Long Division(74)



“Hold up. You want the cord, right?” she said to the Klansmen. “What’s the use in having the cord if you can’t use the thing? Look.”

Baize plugged the computer up and typed a few things on the screen. “Okay, come here.” Music came from the computer. “Walk right in front of the screen and see what happens.” Baize did something that made the computer screen turn into a TV screen, and whatever was in front of the computer ended up on the screen. The bigger Klansman looked down at the screen and saw himself. “I can show you how to work it,” she said.

Just like before when all the words I typed on the screen were famous, whoever walked in front of the computer looked famous on the screen, too.

The bigger Klansman handed the gun to the smaller one. He walked in front of the computer and started moving his arms like he was an Egyptian. If the past day hadn’t been filled with more craziness than a little bit, this would have been the craziest thing I’d ever seen in my life. Baize knelt down and pushed a button that made these twinkle sounds come from the computer. A voice from the computer whispered, “…1, 2, 3, uh.”

It wasn’t loud overall, but the specific sounds in it were louder than anything I’d ever heard. It really sounded like something from the future. Not the 2000s, either—more like the 3000s. Baize actually stood up and started dancing in front of the computer screen as best she could. You could tell it took a lot for her to actually move because she was getting so weak. She started dancing near me and said, “When I give you the sign, clothesline the big one.”

I said okay and kept watching her dance. I couldn’t believe I was watching her dance on a TV screen with Klansmen in the background and a dead man slumped over a desk with a bloody hole in his back in 1964.

After a while, though, Baize had all of us, including the two Klansmen, dancing in front of the screen and trying to move in front of each other to see who could look the most famous. Baize made us form a version of a really tight Soul Train line. Two of us danced on the side and one person jammed in the middle going toward the camera.

I started it off by doing a robot into the Pee-wee Herman, and then I mixed it with a Prince move, where I looked at the camera and licked in between my fingers right in front of the computer.

Then Baize came through trying to do some dance where she acted like she was hammering really fast with her whole body. She was so sick and so weak, though, that it looked like she was doing it in slow motion. Her nose was bleeding a little bit the whole time, too. She broke the hammering thing off into some hard locking, too. Boom! Bam! Lock! Lock! Then she acted like she was riding a bike side to side, and she ended it doing this dance I saw Doug E. Fresh do.

Next came Shalaya Crump, who tried to do a back glide into a moonwalk and a Michael Jackson spin, and then she got right up on the camera and started prepping. She put both hands in the air and worked them back and forth in sync with her long neck. Those other years didn’t have nothing on 1985.

Finally, the bigger Klansman stood in the middle. He asked for the rifle back from the smaller one and just stood there posing, with his hands folded up like he was on top of a mountain. At this point, the voice in the song started chanting something about a Polaroid picture: “Shake it…” The bigger Klansman didn’t move at all until he handed the rifle back off to the smaller Klansman and broke down into this mean twist, super close to the ground. When he was right up on the computer checking himself out, the dude copied Baize and did the Doug E. Fresh dance, too.

I kept looking at Baize for the sign, but I didn’t know what the sign looked like.
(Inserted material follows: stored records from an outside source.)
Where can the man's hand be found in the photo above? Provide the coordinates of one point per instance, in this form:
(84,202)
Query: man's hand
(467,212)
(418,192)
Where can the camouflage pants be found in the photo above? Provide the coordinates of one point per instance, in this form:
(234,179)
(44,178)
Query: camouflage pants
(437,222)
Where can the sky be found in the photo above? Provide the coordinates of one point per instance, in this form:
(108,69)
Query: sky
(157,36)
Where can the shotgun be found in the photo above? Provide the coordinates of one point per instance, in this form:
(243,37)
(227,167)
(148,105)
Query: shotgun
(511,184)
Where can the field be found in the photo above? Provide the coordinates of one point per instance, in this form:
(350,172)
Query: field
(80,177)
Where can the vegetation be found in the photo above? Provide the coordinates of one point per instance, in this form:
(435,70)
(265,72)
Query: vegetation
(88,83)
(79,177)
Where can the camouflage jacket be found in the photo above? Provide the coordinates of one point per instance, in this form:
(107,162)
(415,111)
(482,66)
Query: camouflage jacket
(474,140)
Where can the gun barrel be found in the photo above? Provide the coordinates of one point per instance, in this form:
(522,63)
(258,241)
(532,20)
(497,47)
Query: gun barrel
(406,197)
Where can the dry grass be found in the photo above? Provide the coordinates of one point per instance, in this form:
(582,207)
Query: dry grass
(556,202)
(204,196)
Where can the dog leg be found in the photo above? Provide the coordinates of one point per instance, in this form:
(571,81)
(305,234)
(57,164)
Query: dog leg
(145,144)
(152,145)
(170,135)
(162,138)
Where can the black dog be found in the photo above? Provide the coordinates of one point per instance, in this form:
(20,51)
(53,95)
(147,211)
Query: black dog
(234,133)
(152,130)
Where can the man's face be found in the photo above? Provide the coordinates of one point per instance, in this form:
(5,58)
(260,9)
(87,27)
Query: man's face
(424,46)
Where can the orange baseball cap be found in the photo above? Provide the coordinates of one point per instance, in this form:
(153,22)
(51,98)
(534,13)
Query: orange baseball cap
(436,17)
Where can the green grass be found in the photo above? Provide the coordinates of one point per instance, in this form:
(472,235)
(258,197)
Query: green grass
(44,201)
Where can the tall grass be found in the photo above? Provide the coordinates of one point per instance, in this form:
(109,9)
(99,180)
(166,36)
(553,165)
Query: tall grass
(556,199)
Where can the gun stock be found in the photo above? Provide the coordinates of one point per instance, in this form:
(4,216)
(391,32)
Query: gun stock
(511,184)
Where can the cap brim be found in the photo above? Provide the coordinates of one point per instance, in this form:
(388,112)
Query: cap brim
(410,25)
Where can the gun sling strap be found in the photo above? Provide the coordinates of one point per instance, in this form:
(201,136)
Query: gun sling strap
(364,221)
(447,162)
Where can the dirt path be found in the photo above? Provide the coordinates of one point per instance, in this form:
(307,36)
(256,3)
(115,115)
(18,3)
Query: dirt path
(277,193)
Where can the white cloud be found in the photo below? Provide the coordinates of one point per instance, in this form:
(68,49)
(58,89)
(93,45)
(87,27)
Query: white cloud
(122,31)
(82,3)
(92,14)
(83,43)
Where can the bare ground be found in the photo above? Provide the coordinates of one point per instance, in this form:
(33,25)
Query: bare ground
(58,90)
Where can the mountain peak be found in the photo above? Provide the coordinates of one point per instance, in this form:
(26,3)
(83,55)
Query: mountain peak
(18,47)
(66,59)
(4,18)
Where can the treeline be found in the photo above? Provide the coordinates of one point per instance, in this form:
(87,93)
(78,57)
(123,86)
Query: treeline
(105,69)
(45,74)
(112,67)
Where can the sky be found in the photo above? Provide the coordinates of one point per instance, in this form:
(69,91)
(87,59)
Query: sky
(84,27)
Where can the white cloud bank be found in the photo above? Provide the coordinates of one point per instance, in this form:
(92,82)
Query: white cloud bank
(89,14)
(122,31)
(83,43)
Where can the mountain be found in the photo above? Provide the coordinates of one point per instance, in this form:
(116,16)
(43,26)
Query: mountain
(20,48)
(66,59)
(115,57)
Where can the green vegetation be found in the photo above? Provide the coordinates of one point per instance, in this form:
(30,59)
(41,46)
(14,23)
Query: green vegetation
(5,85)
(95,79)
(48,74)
Then she looked at me and raised her eyebrows a little bit.

Out of nowhere the smaller Klansman swung the butt of the rifle like a baseball bat and hit the bigger Klansman right upside of the head.

He went down, and a small box of matches fell out from under his sheet as he knocked over the computer as he fell. I picked up the box of matches, jumped on the man, and grabbed him by his neck. While I held him down, Baize was kicking him as hard as she could in the privacy while the song was still playing. His eyes kept blinking as the white of his sheet turned liquid maroon right below the left eye hole.

It looked like magic.

Standing above us were Shalaya Crump and the smaller Klansman. He dropped the rifle and both of them looked at it.

“Take the rifle, Shalaya. What you doing? Pick it up.”

She finally took it.

“Shoot him.”

She looked down at me. “Just shoot that asshole somewhere!” It was the first time I’d used “asshole” around a girl.

Shalaya Crump tossed the rifle back down and took the sheet off of the smaller Klansman.

“Oh. My. God,” I said to Baize. The smaller Klansman under the sheet wasn’t a man at all. “Jewish Evan Altshuler?”


The room was silent, except for more music that came from Baize’s computer and her constant coughing. Evan and Shalaya Crump stood in the middle of the room touching fingertips while Baize and I managed to tie the hands of the bigger Klansman with this cheap-looking black belt that she had in her backpack.

Shalaya Crump saw me watching her so she pulled her hand away from Evan’s. I didn’t know where to throw my eyes, so I threw them at the tied hands of the Klansman. His hands were so small for his size. They couldn’t have been much bigger than Baize’s hands. And you know how grown white men have a lot of hair on the outside of their hands? This Klansman’s hands were bare as mine.